Visual Music: Synaesthesia in Art and Music Since 1900

Kerry Brougher

Thames & Hudson, ISBN 0500512175 The sensory association between sound and vision is explicitly born about a century before the advent of multimedia, through a new musical sensibility that accompanied the emerging avant-garde. The concept of 'synesthesia' silently invaded literary, pictorial and musical, handing in the first half of the twentieth century an extraordinary production of works and machinery able to marry the two senses in an original way.
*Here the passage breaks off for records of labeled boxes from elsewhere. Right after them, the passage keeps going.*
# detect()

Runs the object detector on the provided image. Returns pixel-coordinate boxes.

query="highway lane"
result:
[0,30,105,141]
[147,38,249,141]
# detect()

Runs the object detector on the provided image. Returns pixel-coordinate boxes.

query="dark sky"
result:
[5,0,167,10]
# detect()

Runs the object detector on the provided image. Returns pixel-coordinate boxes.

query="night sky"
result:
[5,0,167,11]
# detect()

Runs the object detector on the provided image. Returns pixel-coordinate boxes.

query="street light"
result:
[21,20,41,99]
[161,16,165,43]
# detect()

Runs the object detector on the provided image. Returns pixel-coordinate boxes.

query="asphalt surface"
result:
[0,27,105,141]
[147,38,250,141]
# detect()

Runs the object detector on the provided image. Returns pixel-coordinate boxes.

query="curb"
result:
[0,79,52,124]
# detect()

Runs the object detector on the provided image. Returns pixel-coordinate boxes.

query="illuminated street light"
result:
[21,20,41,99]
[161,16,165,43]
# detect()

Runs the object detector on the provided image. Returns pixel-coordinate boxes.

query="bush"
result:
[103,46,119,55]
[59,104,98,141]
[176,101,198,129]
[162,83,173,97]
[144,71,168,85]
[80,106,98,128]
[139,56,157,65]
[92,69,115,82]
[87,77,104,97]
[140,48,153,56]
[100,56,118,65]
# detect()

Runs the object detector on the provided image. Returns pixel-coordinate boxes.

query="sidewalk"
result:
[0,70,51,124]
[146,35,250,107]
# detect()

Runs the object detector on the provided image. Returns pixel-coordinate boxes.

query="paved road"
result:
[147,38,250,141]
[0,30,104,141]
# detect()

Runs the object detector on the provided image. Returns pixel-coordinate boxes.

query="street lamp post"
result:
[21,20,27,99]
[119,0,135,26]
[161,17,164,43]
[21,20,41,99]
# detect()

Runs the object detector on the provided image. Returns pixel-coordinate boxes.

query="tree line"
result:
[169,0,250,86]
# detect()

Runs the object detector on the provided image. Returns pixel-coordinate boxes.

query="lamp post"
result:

The historic route discussed here, in a different reality in the idea of ​​the abstract art of the twentieth century, by the Lumiere and addresses the recognized artistic experiments of the last century, so also through the approaches kinetic and luminous after the war have illuminated different types of live musical performances (from classical to rock concerts in the seventies). But in this excellent documentation, able to recover valuable materials to reflect on development of the symbiosis audio / visual in a historical perspective, you stop before the Copernican revolution of the late nineties. You lose, for this, the most recent stage of evolution, where the software and hardware have brought the means of production of visual music in the hands of anyone with a specific impact of implemented methods and conceptual implications open huge. Perhaps for this reason, to approach the world of art museum here represented the myriad of seminal practices born out by the institutions can be healthy. And for this, the book is highly recommended for all generation to vj.